Poesia – Antonio Machado

I colori di Antonio Machado

È verde la pianura
al sole dell’aprile,
ha quella verde fiamma,
la vita che non pesa;
e l’anima pensa ad una farfalla
del mondo atlante e sogna.

Aprile: per alcuni il mese più crudele; per altri il mese più dolce. Per Antonio Machado (1875-1939), il sole primaverile rende la vita più leggera e spensierata, sognante, e la mente vola libera sulla natura che si risveglia. Ma l’erba fresca, il cui verde non è difficile da immaginare mentre si leggono queste poche righe, non è la sola fonte d’ispirazione.
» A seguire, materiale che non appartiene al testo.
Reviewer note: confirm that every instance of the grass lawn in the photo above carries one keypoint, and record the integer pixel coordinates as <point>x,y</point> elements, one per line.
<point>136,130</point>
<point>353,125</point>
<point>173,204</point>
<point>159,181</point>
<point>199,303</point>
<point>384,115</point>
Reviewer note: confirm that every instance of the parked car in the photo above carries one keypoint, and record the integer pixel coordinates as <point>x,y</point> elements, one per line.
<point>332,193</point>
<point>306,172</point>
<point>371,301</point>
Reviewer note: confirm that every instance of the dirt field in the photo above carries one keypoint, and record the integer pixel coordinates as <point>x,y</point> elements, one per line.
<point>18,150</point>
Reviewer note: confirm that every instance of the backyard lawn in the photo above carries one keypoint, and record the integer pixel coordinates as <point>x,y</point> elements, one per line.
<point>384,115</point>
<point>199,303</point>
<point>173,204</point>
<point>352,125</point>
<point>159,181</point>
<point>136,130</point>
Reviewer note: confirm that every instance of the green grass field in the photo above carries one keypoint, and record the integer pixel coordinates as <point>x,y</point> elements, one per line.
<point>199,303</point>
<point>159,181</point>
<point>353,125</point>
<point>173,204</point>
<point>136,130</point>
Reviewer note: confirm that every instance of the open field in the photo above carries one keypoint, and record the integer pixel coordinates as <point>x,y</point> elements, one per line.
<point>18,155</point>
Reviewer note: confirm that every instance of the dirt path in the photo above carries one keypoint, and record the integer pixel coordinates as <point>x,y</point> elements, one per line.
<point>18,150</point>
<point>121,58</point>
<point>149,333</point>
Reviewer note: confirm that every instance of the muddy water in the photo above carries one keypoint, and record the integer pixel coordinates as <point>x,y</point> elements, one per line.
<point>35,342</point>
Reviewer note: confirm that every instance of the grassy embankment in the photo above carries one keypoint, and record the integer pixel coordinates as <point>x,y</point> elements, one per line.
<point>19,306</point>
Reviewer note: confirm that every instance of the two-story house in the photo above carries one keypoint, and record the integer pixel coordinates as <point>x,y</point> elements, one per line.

Il poeta spagnolo, nato a Siviglia, racconta l’amata terra natia, la Spagna, attraverso i suoi elementi naturali, e nei versi si leggono tutti i colori della Madre Terra. L’oro del sole nel giardino (Lungi dal tuo giardino arde la sera/ incensi d’oro in fiamme porporine), il rosso che colore le cime dei monti al tramonto (Sul cammino bianco,/ alberi che nereggiano stecchiti;/ sopra i monti lontani sangue ed oro), l’azzurro del cielo (Oh, riposare nell’azzurro del giorno/ come riposa l’aquila nel vento,/ sopra la montagna fredda,/ sicura delle sue ali e del respiro!), il mare e la spuma bianca delle onde (il mare lattescente,/ il mare rutilante,/ che risa azzurre ride sulle sue cetre d’argento…/ Bolle e ride il mare!/ L’aria pare che dorma incantata/ Nella fulgida nebbia del sole bianchiccio). La mente del lettore si trasforma in una tavolozza di un pittore e noi, che usciamo dal gelido inverno, non vediamo l’ora che arrivi l’estate.